Una volta svelato il percorso del Giro Next Gen è stato chiaro a tutti che la tappa decisiva sarà quella con arrivo a Prato Nevoso. La settima frazione del Giro d’Italia degli under 23 apparecchia la tavola per un finale da vivere metro dopo metro. 4.000 metri di dislivello in 160 chilometri senza mai trovare un metro di pianura. Se è vero che la categoria under 23 sta diventando l’antipasto al professionismo, ecco un bel boccone da masticare per i ragazzi delle 35 squadre che prenderanno il via domenica 15 giugno da Rho.

Con voglia e rabbia
Sulla salita di Prato Nevoso il Giro è passato tre volte (una anche il Tour): una di quelle che rimane negli occhi degli appassionati e nel cuore di chi l’ha vissuta ha visto come protagonista Stefano Garzelli. Nella corsa del 2000, esattamente venticinque anni fa, lo scalatore varesino trovò la sua prima vittoria al Giro d’Italia. Mentre qualche giorno dopo tolse la maglia rosa dalle spalle di Francesco Casagrande e la portò fino a Milano.

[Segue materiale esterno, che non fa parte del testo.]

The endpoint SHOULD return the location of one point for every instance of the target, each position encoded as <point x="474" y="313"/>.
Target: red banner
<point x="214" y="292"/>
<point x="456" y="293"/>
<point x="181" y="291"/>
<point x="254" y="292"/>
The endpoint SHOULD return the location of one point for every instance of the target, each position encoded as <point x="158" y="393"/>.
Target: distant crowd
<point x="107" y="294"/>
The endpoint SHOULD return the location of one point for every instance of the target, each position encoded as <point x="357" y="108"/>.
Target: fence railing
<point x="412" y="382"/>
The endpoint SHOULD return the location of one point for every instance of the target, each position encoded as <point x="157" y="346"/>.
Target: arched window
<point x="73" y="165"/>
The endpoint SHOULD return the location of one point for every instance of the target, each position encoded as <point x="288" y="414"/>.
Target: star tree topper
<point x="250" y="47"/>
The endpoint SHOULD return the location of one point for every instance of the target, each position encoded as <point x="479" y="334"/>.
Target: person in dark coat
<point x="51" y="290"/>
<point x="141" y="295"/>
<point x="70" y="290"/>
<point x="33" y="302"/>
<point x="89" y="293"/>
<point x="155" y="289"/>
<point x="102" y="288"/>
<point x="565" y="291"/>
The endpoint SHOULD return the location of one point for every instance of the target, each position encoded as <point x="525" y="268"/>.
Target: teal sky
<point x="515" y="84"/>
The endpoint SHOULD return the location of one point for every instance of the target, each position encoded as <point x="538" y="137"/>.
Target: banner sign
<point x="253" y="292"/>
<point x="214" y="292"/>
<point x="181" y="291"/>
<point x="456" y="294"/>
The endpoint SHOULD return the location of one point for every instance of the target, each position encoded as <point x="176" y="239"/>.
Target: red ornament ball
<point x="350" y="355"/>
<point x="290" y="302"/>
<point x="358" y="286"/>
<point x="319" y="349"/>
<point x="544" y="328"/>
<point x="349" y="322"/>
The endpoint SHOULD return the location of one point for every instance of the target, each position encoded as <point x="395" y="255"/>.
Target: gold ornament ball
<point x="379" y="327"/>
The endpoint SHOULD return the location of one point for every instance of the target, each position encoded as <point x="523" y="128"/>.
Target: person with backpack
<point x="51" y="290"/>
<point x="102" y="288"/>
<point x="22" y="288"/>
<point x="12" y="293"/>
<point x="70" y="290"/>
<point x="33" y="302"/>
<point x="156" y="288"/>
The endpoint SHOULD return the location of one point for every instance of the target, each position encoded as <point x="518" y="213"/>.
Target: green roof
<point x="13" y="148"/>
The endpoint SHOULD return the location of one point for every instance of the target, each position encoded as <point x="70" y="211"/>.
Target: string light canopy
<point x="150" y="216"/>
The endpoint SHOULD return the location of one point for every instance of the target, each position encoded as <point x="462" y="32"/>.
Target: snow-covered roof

«Era una salita adattissima alle mie caratteristiche – ricorda Stefano Garzelli che in questi giorni è impegnato con le dirette del Delfinato con la RAI – ovvero quelle di uno scalatore con un buon spunto veloce. La strada sale costantemente tra il 7 e l’8 per cento con qualche punta al 9. In generale è una salita dove a ruota si sta bene. Di quel giorno ricordo la voglia che avevo di vincere, chiusi su tanti attacchi negli ultimi tre chilometri mi sono mosso tantissimo. Nella volata finale, in cui arrivò un gruppetto di una decina di corridori, vinsi per distacco».
Il fatto che sia arrivato un gruppo ristretto ci fa pensare che sia una salita in cui si fa fatica a fare selezione…

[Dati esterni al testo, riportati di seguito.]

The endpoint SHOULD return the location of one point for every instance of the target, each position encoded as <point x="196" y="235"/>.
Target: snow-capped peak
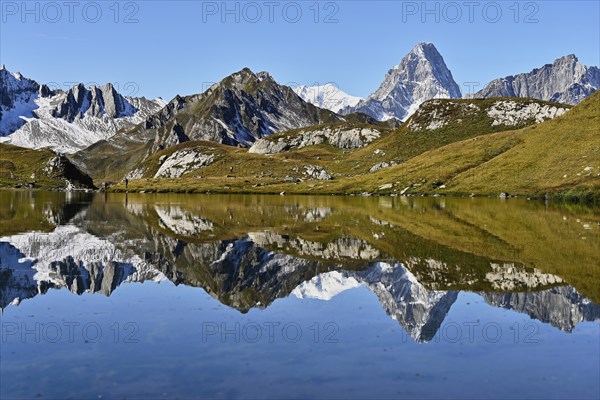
<point x="421" y="75"/>
<point x="327" y="96"/>
<point x="33" y="116"/>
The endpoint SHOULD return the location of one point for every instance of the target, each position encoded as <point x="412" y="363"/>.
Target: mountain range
<point x="33" y="116"/>
<point x="252" y="111"/>
<point x="246" y="106"/>
<point x="566" y="81"/>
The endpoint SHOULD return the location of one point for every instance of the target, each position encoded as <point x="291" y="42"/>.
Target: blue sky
<point x="163" y="48"/>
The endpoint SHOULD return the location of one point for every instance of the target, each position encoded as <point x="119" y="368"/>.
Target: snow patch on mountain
<point x="325" y="286"/>
<point x="183" y="161"/>
<point x="421" y="75"/>
<point x="34" y="117"/>
<point x="566" y="81"/>
<point x="327" y="96"/>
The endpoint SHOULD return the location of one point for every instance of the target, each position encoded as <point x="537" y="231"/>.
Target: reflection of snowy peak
<point x="335" y="250"/>
<point x="562" y="307"/>
<point x="67" y="257"/>
<point x="32" y="116"/>
<point x="325" y="286"/>
<point x="420" y="311"/>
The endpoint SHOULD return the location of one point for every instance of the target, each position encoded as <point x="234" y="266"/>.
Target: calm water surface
<point x="193" y="296"/>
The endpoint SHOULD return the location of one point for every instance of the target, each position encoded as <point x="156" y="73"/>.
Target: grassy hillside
<point x="26" y="168"/>
<point x="448" y="147"/>
<point x="557" y="156"/>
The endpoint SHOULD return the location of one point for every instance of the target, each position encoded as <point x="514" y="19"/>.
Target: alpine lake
<point x="250" y="296"/>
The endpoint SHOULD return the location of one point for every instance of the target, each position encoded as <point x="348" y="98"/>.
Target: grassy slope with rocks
<point x="444" y="148"/>
<point x="27" y="168"/>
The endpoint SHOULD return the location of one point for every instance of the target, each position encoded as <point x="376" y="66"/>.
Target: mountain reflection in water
<point x="415" y="255"/>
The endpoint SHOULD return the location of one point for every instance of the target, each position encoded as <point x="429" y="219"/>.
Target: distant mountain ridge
<point x="33" y="116"/>
<point x="421" y="75"/>
<point x="236" y="111"/>
<point x="566" y="81"/>
<point x="327" y="96"/>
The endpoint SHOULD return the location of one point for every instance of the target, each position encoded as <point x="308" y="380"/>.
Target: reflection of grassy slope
<point x="553" y="240"/>
<point x="465" y="234"/>
<point x="25" y="211"/>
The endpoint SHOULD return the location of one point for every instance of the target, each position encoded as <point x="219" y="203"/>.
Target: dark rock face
<point x="562" y="307"/>
<point x="564" y="81"/>
<point x="60" y="166"/>
<point x="236" y="111"/>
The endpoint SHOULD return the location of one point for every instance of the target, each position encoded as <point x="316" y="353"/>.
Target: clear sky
<point x="164" y="48"/>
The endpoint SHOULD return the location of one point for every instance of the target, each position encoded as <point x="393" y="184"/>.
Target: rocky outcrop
<point x="18" y="97"/>
<point x="343" y="137"/>
<point x="182" y="162"/>
<point x="504" y="113"/>
<point x="564" y="81"/>
<point x="35" y="117"/>
<point x="562" y="307"/>
<point x="61" y="167"/>
<point x="238" y="110"/>
<point x="96" y="101"/>
<point x="421" y="75"/>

Sono convinto che se dovessero farci arrivare il Giro nei prossimi anni arriverebbero a giocarsi la corsa quindici corridori. Le bici sono sempre più veloci e l’aerodinamica conta tanto anche in salite del genere. Questo mi fa pensare che anche al Giro Next Gen sarà difficile vedere trionfare un atleta da solo.
Nei chilometri precedenti saliranno tanto prima di arrivare alla salita finale.
Questo può cambiare le carte in tavola. Se all’inizio della tappa si mette tanta fatica nelle gambe allora poi la scalata finale cambia volto. Penso il gruppo arriverà a prenderla con una velocità costante e per fare selezione si deve partire forte fin da subito.
Sarà difficile gestire la salita visto che le squadre avranno solo cinque corridori e saremo alla fine del Giro Next Gen?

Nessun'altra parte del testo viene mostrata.